Étant donné que, dans le cas de l’E/MGF, il existe un conflit d’intérêt entre les enfants et les parents, il est nécessaire de mettre en place une curatelle de représentation pour sauvegarder les intérêts de l’enfant concerné. Les victimes mineures ont droit à une représentation juridique personnelle et gratuite (art. 314abis CC).

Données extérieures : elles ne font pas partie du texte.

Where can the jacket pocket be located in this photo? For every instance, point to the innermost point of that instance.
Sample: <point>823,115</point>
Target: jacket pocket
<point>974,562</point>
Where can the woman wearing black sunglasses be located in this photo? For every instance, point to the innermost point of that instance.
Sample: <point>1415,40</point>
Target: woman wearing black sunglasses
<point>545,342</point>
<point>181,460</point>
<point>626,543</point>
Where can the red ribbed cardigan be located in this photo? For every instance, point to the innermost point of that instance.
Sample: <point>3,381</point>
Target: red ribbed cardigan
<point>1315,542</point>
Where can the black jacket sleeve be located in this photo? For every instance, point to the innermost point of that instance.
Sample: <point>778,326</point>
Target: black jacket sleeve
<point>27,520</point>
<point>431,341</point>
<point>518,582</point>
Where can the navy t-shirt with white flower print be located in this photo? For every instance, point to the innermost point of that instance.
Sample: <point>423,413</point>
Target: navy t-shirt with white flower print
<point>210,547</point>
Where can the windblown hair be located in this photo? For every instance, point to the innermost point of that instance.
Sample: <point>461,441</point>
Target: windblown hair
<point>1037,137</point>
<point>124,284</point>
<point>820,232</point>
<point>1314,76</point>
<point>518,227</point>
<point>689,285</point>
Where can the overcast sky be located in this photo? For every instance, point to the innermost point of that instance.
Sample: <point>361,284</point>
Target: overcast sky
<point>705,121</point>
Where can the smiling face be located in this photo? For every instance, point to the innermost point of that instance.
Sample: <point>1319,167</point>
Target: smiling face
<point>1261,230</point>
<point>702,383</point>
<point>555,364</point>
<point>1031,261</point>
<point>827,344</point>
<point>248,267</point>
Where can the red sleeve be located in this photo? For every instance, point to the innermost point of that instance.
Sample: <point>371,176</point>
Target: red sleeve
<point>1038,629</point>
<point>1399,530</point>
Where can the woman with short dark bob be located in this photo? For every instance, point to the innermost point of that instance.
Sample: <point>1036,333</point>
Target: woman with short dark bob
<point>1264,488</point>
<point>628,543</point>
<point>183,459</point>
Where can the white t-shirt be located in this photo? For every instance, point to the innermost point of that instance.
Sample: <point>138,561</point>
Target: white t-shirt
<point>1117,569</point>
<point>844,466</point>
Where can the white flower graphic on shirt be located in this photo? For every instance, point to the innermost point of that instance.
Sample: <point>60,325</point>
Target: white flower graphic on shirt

La compétence revient à l’autorité de protection de l’enfant et de l’adulte opérant sur le lieu du domicile de l’enfant. 

Obligations et droits de dénoncer

La protection contre l’excision et l’aide aux victimes ne peuvent être assurées que si les autorités connaissent les victimes ou les auteures et auteurs. Lorsque les victimes sont des mineures, tout le monde peut faire une dénonciation auprès de l’autorité de protection de l’enfant et de l’adulte, même les personnes liées au secret de fonction ou au secret professionnel.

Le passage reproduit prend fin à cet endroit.